The Proud Woman and her Suitors

A proud, beautiful woman refused all suitors,
Then a handsome stranger came; she chose him. Her father sent servants with chickens, sheep, and cows to accompany the couple to the husband's village.
But..... the husband was a snake! He devoured the animals one by one, the attendants, even the bride. Then he plunged into a pool.
Parrot watched and flew back to the bride's village. "Bring gourds," he said, "and follow me." They used the gourds to drain the pool, catching the snake and cutting him open. Parrot revived the people with medicine.
In gratitude, they painted Parrot's tail red.

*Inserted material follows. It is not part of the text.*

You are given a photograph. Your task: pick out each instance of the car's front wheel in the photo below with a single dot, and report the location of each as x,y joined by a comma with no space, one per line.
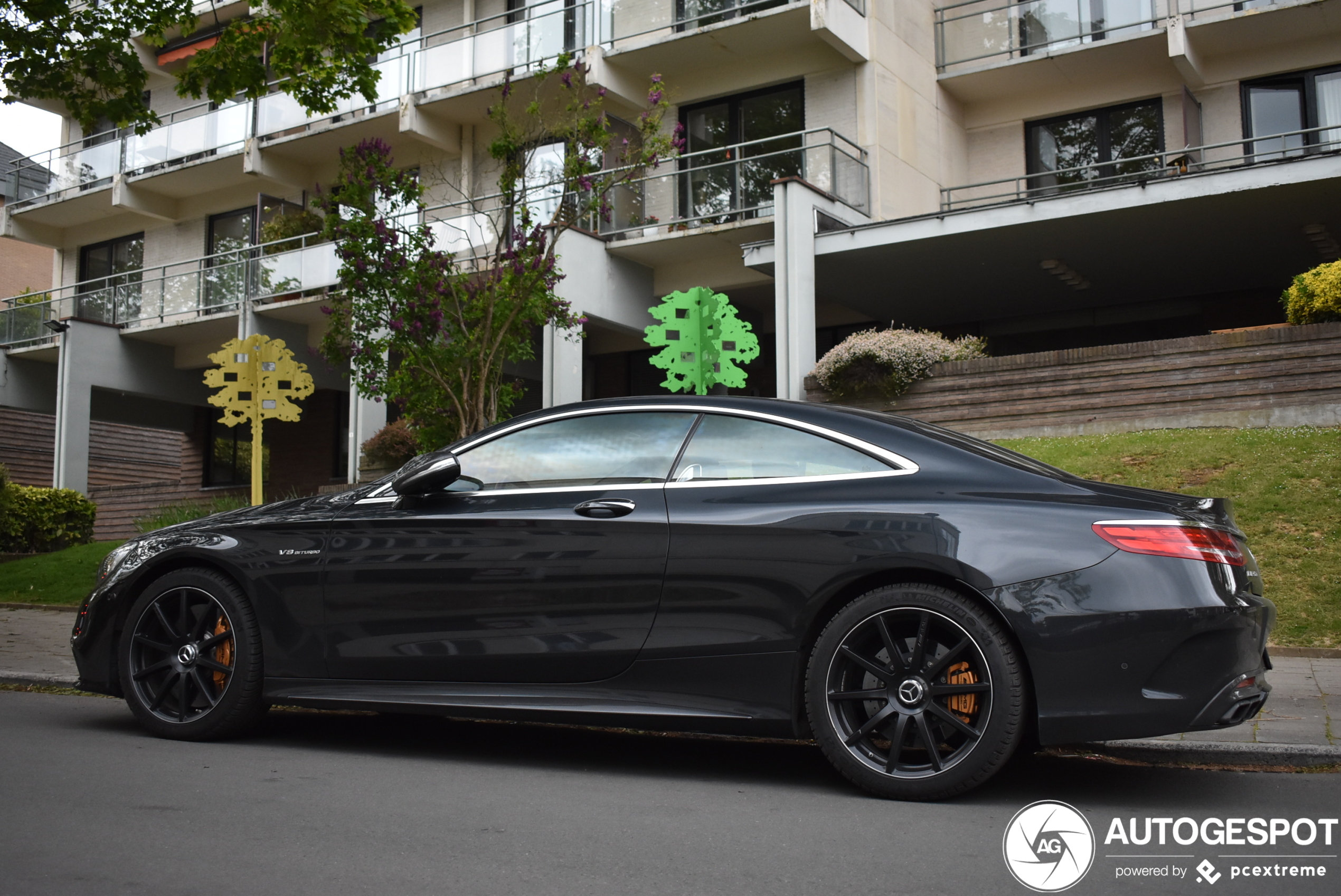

Inspired by: "Chosen Suitor: Serpent Husband" in Tales in Pidgin English from Ashanti (in Journal of American Folklore) by Melville and Jean Herskovits, 1937.
Notes: You can read the original story online.




The Human Crocodiles

Human crocodiles lived in the Nile, and they would raid the riverbank villages. The people called them by the name "mashur."
A certain villager saw his cucumbers were disappearing, so he hid that night in his garden and watched. He caught a mashur and began to beat it. 
"Spare me!" shouted the human crocodile. "I'll never steal again."
The villager let him go. The mashur kept his promise, and even told other human crocodiles to stop their raids. He also brought fish to the villager every night, leaving it in the man's garden where he found the fish each morning.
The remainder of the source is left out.